Effect of Gastrodia elata on improving sleep in mice and its mechanism
10.7501/j.issn.0253-2670.2019.13.021
- Author:
Peng-Cheng HU
1
Author Information
1. Kunming University of Science and Technology, Cell Signaling Laboratory
- Publication Type:Journal Article
- Keywords:
Central nervous system;
Dopamine;
Dopamine receptor;
Gastrodia elata Bl.;
Gastrodin;
Sleep regulation
- From:
Chinese Traditional and Herbal Drugs
2019;50(13):3140-3146
- CountryChina
- Language:Chinese
-
Abstract:
Objective: To investigate the sleep promoting effect of Gastrodia elata on mice and its effect on the central dopamine (DA) system, and study the mechanisms of gastrodin, the active constituent of G. elata. Methods: Five groups of mice were treated by gavage with saline, gastrodia, olive oil, gastrodia mixed with olive oil and positive control Estazolam, respectively, for 20 d (10 mice per group). Hypnosis induced by suprathreshold and subthreshold doses of Pentobarbital sodium were used to evaluate the effect of G. elata on sleep in mice. Sleep latency, occurrence rate and duration were recorded at the 7th and 20th day. The DA content in the brain tested by ELISA and the expression of DA receptor subtypes detected by qRT-PCR were used to determine the effect of G. elata on central DA system. Western blotting was further used to detect the expression levels of ERK pathway related protein. Results: After 20 d of gavage, the sleep latency of mice was significantly shortened, the sleep occurrence rate was increased, the sleep duration was prolonged, and the content of brain DA was significantly increased. At the same time, the expression levels of all the dopamine receptor subtypes were significantly up-regulated.
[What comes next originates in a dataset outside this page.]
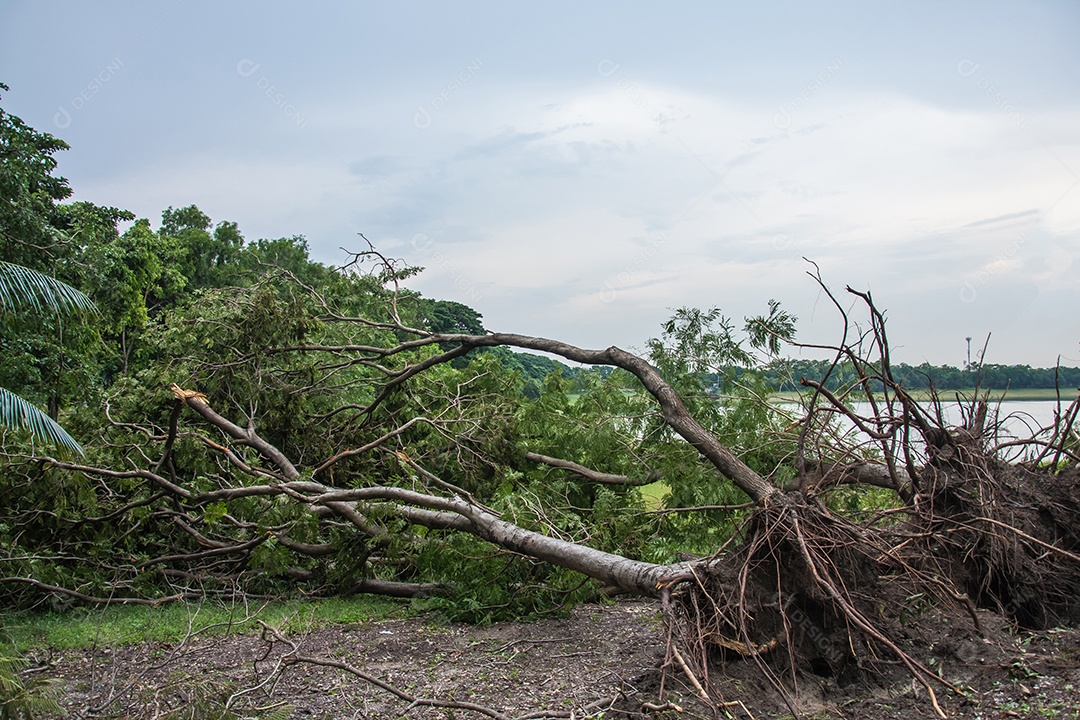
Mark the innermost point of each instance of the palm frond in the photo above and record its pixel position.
(21, 286)
(16, 412)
Furthermore, the gastrodin, the active constituent of G. elata, could activate the dopamine receptor D2 rather than the D1-mediated signaling pathway. Conclusion: G. elata might regulate sleep by up-regulating the activity of central DA system. Gastrodin, the active constituent of G. elata, could play a regulating role through D2-mediated signaling pathway.